In 2020, Facebook came under fire again for the way it regulates political ads and disinformation on its platform, but no regulatory changes have come from the criticism.

Lawmakers talk about regulation

After the broadcast of Haugen’s interview on 60 minutes, Connecticut, Senator Richard Blumenthal shared on twitter“Facebook’s actions make it clear that we cannot trust the police themselves. We need to consider tighter oversight, effective protections for children, and tools for parents, among the reforms needed.”

Patrick Semansky / AP

Senator Maria Cantwell, D-Wash., (Top left) chats with Senator Amy Klobuchar, D-Minn., As Facebook’s global chief security officer Antigone Davis testifies virtually before Deputy Senate Trade, Science and Transportation Committee on consumer protection, product safety and data security during a hearing on online safety and children’s mental health Thursday in Washington.

For years, Congress has been stuck in an ongoing debate over how best to regulate Big Tech – even though Facebook says it welcomes the updated regulations.

In June, House lawmakers introduced sweeping antitrust reforms targeting Amazon, Apple, Facebook and Google. The House Judiciary Committee approved the bills, but they did not get to vote.

The scrutiny Facebook now faces could push lawmakers to act.
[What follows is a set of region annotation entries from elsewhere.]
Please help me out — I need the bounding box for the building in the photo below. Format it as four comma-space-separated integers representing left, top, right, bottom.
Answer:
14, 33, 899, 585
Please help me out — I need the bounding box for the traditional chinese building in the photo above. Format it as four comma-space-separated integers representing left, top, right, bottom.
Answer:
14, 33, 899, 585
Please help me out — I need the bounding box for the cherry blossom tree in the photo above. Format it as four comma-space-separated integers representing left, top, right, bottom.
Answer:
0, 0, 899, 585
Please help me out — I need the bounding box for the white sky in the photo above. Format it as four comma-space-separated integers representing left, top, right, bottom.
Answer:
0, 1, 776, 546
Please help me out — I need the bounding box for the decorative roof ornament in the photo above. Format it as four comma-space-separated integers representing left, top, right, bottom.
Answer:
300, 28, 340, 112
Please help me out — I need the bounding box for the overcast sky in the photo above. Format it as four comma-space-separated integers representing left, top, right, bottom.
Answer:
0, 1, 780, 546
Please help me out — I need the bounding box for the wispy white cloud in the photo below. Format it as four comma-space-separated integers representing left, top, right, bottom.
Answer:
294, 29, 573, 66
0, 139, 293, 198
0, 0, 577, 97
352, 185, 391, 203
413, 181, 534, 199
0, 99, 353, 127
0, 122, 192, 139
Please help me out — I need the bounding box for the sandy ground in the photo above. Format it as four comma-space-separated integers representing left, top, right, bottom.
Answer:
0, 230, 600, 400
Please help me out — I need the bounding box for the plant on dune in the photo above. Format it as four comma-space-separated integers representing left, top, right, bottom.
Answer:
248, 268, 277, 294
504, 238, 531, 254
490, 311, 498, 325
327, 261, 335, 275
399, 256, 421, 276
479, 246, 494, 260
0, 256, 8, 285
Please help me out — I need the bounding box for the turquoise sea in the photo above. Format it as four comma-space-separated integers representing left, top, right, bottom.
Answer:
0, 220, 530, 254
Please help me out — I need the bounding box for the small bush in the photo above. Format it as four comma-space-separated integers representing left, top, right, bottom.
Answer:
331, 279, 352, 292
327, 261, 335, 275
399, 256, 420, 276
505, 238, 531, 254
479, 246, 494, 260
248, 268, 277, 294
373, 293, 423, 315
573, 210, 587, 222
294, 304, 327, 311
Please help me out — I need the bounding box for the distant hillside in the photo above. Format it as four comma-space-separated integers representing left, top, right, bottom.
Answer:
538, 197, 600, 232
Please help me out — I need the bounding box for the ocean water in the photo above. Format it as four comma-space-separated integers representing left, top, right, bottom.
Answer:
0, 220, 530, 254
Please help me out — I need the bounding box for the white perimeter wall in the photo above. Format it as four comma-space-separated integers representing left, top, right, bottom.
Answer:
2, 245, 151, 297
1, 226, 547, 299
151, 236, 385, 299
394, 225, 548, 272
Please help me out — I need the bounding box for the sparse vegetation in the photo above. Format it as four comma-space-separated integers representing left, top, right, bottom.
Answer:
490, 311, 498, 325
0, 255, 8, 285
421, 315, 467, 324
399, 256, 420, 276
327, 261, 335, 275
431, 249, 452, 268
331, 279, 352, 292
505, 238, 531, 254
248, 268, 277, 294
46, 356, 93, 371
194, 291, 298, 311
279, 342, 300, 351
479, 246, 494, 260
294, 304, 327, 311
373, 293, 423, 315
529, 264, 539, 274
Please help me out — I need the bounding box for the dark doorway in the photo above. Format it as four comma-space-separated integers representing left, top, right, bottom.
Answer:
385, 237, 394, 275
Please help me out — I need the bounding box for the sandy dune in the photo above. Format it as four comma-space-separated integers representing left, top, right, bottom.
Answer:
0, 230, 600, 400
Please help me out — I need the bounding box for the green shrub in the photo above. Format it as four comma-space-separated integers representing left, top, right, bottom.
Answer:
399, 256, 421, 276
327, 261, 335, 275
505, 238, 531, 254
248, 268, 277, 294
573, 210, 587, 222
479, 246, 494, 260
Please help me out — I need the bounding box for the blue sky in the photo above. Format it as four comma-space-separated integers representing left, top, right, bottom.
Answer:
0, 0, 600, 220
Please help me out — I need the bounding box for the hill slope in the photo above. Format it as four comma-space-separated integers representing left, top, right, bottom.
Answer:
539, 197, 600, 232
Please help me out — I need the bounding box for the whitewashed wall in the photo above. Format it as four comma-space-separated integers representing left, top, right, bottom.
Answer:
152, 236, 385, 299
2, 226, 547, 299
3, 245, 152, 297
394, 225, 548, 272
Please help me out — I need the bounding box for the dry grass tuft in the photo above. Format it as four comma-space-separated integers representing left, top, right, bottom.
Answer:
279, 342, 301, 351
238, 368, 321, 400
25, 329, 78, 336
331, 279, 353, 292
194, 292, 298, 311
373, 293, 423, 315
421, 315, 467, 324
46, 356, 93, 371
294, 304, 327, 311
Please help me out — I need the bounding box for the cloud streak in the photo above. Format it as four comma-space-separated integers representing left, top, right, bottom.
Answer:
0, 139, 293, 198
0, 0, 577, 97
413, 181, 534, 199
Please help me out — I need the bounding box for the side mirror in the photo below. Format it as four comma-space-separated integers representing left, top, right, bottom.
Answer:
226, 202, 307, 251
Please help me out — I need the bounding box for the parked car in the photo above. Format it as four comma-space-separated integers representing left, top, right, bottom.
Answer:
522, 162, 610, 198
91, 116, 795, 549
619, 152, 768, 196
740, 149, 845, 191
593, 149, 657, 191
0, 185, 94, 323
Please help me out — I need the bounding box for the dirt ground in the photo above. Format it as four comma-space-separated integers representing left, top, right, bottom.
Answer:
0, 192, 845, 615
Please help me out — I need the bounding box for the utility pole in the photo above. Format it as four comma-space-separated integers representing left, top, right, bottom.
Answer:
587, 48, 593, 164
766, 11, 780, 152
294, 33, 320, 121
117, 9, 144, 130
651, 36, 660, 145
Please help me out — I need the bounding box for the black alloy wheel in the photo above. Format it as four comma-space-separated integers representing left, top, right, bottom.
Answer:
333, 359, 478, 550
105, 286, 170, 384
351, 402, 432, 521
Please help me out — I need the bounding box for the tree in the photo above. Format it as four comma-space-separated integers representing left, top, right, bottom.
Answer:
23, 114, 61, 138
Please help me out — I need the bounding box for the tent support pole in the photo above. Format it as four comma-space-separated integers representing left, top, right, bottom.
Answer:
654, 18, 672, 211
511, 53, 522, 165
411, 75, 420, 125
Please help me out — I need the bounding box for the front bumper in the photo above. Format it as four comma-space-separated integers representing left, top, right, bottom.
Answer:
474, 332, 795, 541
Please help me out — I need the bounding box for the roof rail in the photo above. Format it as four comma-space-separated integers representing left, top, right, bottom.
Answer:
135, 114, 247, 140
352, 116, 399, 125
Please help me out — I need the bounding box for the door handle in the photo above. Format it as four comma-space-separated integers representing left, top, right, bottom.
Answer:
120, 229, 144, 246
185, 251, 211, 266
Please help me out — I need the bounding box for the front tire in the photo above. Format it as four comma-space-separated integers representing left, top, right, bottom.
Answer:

At a hearing last week, lawmakers examined claims that Facebook’s own internal research showed that its platforms were negatively affecting the mental health of millions of mostly teenage girls.

“These are the reports from your company. You knew it was there. You knew it was there, but you didn’t do anything about it,” said Senator Marsha Blackburn, R-Tenn., Member ranks of the subcommittee, referring to internal documents on the prevalence of sex trafficking on Facebook.

Facebook said the research was taken out of context.

Haugen contacted state officials and the SEC

Other regulators are not waiting for Congress.

Facebook is facing an antitrust lawsuit from the Federal Trade Commission, which requires the company to sell or separate Instagram and What’sApp.

With these latest allegations, Facebook may soon be facing heat from other regulators.

Haugen and her attorney John Tye said she has filed at least eight complaints with the United States Securities and Exchange Commission.

These complaints focus on the prevalence of hate speech on Facebook, the misrepresentation of the site’s role during the Capitol uprising, and the dangers children face at the site.

FILE - In this August 5, 2017, file photo of the United States Securities and Exchange Commission building in Washington.

Tye, who spoke to NPR, said the allegations implied the difference between what Facebook knew about its platform and what it said publicly. He said cheating on investors is a crime under US securities law.

Haugen’s documents were also shared with state attorneys general in California, Vermont, Tennessee, Massachusetts, and Nebraska, Tye said The New York Times.

It is not known whether the SEC or state attorneys general plan to deal with Haugen’s complaints.

Editor’s Note: Facebook is one of the financial backers of NPR.

NPR’s Bobby Allyn and Shannon Bond contributed to this report.